Hidden in Plain Sight: Evaluating Abstract Shape Recognition in Vision-Language Models
Published in NeurIPS (2024) Track on Datasets and Benchmarks., 2024
Recommended citation: Hemmat, Arshia, et al. "Hidden in Plain Sight: Evaluating Abstract Shape Recognition in Vision-Language Models." The Thirty-eight Conference on Neural Information Processing Systems Datasets and Benchmarks Track. https://arxiv.org/abs/2411.06287
Abstract: Despite the importance of shape perception in human vision, early neural image classifiers relied less on shape information for object recognition than other (often spurious) features. While recent research suggests that current large VisionLanguage Models (VLMs) exhibit more reliance on shape, we find them to still be seriously limited in this regard. To quantify such limitations, we introduce IllusionBench, a dataset that challenges current cutting-edge VLMs to decipher shape information when the shape is represented by an arrangement of visual elements in a scene. Our extensive evaluations reveal that, while these shapes are easily detectable by human annotators, current VLMs struggle to recognize them, indicating important avenues for future work in developing more robust visual perception systems.
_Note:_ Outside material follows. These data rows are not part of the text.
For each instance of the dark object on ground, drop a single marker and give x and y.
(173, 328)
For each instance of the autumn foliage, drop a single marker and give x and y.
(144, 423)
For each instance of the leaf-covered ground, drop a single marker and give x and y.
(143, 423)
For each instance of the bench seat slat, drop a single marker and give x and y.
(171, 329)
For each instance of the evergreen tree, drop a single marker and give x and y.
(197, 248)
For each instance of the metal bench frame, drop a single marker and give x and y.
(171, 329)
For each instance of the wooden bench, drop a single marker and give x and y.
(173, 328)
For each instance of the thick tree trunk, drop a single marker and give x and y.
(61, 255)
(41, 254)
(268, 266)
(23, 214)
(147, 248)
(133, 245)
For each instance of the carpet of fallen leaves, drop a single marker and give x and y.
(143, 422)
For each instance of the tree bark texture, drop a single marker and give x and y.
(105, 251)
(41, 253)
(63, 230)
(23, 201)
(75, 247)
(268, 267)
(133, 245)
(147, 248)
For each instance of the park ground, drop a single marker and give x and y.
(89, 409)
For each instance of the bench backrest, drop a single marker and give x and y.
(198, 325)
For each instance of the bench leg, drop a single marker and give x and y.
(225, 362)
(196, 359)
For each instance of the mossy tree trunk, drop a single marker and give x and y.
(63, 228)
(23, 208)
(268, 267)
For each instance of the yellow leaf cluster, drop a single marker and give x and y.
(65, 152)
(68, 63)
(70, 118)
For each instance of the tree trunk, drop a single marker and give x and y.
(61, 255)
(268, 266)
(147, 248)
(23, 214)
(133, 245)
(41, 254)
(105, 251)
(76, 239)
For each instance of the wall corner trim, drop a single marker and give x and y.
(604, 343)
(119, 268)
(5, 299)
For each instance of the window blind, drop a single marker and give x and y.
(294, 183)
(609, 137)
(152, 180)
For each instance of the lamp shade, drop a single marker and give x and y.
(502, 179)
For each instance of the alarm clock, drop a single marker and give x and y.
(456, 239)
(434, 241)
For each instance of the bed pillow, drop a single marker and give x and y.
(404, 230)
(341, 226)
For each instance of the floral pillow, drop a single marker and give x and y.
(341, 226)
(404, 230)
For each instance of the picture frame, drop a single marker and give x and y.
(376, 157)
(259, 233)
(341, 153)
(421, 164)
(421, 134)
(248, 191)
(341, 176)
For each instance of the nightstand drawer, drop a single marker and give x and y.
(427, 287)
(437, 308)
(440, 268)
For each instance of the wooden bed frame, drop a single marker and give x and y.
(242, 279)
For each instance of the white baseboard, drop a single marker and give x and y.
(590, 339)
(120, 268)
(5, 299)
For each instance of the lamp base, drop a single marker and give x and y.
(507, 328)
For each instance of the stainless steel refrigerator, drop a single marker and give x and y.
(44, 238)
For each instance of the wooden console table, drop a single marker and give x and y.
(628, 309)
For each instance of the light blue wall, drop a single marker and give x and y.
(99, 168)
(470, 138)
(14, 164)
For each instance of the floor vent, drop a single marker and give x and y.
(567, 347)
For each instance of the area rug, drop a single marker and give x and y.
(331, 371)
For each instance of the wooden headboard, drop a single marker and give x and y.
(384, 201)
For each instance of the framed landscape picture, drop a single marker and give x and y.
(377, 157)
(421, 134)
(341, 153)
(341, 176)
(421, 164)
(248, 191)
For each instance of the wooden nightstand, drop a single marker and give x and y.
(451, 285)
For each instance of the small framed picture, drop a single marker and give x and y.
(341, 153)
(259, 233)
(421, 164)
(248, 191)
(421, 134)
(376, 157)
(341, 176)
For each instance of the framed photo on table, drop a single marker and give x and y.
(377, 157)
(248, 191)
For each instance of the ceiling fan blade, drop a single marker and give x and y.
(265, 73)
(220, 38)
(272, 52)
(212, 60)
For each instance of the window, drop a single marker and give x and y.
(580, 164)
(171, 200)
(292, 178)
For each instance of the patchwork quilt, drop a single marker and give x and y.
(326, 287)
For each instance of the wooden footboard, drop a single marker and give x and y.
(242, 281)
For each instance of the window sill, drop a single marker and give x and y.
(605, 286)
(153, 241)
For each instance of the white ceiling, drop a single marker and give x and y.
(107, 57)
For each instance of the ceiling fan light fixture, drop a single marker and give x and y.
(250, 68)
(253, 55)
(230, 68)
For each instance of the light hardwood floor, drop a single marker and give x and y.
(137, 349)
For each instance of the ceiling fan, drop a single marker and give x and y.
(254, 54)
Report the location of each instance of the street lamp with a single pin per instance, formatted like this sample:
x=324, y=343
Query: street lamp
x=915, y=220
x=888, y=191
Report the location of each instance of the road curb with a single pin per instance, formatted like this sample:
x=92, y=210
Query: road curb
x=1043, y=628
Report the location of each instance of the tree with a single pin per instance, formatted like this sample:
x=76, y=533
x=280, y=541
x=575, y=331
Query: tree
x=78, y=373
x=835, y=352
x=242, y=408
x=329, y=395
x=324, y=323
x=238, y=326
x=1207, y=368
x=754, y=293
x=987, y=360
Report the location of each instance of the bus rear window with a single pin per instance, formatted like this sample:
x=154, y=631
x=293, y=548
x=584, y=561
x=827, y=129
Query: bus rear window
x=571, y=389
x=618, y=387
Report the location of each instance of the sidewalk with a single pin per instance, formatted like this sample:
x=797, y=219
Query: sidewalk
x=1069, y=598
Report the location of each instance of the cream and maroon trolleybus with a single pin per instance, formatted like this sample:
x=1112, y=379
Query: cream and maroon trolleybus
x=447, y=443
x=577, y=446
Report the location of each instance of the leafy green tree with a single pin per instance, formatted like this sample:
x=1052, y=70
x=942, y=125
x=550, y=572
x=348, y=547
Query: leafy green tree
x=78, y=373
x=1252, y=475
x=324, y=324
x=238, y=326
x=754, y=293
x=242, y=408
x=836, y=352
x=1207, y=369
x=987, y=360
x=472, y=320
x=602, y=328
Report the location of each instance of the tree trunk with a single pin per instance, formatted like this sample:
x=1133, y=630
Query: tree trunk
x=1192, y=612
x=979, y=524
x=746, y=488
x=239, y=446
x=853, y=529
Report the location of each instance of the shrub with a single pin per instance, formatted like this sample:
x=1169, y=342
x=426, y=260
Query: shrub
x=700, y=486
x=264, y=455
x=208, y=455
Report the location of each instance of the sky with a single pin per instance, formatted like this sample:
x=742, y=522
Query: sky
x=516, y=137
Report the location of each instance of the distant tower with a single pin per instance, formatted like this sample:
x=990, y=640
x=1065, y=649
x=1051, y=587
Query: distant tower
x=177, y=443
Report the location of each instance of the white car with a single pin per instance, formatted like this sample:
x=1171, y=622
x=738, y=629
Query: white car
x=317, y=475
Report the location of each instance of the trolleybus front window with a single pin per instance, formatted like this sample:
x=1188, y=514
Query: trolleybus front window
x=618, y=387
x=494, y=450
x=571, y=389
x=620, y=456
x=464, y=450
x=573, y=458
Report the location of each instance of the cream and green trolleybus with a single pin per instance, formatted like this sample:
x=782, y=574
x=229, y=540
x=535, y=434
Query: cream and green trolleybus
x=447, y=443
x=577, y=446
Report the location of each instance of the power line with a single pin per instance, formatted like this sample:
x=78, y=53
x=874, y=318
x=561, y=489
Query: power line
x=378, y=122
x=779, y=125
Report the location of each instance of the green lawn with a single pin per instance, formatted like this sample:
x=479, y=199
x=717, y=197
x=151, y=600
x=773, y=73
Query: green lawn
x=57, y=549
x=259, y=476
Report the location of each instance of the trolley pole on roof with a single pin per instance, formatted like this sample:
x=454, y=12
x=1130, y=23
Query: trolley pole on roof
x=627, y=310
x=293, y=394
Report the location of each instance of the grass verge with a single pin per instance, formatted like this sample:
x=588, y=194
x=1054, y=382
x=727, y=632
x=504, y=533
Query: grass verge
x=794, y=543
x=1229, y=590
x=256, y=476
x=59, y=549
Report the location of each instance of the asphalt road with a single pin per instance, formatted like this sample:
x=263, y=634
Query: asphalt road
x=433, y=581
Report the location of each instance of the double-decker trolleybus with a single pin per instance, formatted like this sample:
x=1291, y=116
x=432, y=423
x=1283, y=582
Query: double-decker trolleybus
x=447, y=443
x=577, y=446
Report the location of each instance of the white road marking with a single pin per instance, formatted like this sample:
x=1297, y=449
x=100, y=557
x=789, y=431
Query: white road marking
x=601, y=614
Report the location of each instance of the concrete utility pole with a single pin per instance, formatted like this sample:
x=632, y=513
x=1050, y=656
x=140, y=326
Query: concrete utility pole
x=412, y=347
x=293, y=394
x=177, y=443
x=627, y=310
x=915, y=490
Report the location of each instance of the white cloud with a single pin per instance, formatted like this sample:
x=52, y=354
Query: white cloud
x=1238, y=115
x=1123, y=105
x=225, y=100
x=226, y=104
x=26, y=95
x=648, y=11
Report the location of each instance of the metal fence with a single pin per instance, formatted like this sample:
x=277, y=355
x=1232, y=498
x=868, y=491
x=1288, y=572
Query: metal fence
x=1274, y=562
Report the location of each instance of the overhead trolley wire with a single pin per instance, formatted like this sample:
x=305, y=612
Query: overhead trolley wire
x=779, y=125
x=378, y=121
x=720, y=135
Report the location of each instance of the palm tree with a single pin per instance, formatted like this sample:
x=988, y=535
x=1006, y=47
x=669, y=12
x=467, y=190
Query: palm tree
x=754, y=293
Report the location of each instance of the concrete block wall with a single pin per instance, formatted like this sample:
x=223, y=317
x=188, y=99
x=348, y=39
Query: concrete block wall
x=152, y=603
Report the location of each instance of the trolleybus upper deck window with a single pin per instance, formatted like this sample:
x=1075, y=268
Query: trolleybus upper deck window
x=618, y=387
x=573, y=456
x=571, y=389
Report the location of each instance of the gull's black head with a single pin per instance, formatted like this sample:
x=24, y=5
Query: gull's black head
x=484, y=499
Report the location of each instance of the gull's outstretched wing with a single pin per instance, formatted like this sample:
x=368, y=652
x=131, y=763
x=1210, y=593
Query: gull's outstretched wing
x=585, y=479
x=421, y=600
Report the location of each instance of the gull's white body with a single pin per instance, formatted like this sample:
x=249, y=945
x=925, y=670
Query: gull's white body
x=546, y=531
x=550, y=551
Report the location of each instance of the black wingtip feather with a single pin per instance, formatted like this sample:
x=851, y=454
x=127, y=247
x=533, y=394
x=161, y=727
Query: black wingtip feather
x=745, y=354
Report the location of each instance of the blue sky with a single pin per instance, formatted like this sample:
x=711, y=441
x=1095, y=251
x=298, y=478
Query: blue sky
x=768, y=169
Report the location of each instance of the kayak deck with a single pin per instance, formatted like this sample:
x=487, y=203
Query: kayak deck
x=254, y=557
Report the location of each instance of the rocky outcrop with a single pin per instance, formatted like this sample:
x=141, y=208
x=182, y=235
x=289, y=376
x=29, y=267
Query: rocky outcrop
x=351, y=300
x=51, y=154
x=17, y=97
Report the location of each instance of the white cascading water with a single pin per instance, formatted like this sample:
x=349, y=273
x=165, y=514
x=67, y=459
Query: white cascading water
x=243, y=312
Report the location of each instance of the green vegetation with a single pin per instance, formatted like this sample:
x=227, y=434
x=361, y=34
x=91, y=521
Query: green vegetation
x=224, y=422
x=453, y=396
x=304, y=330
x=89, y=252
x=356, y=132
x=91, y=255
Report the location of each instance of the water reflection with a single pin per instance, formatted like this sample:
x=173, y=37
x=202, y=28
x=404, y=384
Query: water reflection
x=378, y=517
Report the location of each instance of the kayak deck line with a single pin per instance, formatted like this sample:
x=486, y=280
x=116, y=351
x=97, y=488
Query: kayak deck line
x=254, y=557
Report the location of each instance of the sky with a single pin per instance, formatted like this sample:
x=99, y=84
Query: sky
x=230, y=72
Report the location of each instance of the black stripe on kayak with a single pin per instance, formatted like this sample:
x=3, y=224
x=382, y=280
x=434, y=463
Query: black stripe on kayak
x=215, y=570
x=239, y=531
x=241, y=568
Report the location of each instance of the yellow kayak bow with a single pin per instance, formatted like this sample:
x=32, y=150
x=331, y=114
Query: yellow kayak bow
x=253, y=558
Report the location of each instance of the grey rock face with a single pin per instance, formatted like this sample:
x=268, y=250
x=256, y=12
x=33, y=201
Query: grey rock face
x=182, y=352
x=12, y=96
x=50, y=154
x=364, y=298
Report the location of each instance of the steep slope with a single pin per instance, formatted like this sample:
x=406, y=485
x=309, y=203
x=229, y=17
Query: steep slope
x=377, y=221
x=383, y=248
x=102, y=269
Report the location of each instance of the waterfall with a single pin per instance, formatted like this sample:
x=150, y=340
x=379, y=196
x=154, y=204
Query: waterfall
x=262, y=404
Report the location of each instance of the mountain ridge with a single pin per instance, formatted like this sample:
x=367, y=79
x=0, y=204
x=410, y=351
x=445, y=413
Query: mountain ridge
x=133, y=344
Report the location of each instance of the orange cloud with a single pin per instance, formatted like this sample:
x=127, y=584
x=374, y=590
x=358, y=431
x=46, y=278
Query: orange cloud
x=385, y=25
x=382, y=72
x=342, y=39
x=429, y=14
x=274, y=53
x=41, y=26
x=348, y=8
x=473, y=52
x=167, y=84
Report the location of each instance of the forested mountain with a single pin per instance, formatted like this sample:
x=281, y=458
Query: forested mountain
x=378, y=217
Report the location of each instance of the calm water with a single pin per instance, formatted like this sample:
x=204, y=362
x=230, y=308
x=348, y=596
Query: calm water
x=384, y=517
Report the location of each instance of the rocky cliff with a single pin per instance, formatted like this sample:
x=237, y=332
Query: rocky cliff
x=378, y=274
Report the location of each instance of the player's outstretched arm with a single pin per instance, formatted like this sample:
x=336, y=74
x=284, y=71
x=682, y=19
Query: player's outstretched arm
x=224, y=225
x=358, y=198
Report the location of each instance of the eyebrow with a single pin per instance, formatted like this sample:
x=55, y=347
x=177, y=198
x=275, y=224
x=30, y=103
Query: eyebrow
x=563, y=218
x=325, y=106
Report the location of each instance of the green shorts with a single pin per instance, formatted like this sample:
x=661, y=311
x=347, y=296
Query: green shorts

The full dataset and codebase are available at: https://arshiahemmat.github.io/illusionbench/
Recommended (bib) citation:
@inproceedings{hemmathidden, title={Hidden in Plain Sight: Evaluating Abstract Shape Recognition in Vision-Language Models}, author={Hemmat, Arshia and Davies, Adam and Lamb, Tom A and Yuan, Jianhao and Torr, Philip and Khakzar, Ashkan and Pinto, Francesco}, booktitle={The Thirty-eight Conference on Neural Information Processing Systems Datasets and Benchmarks Track} }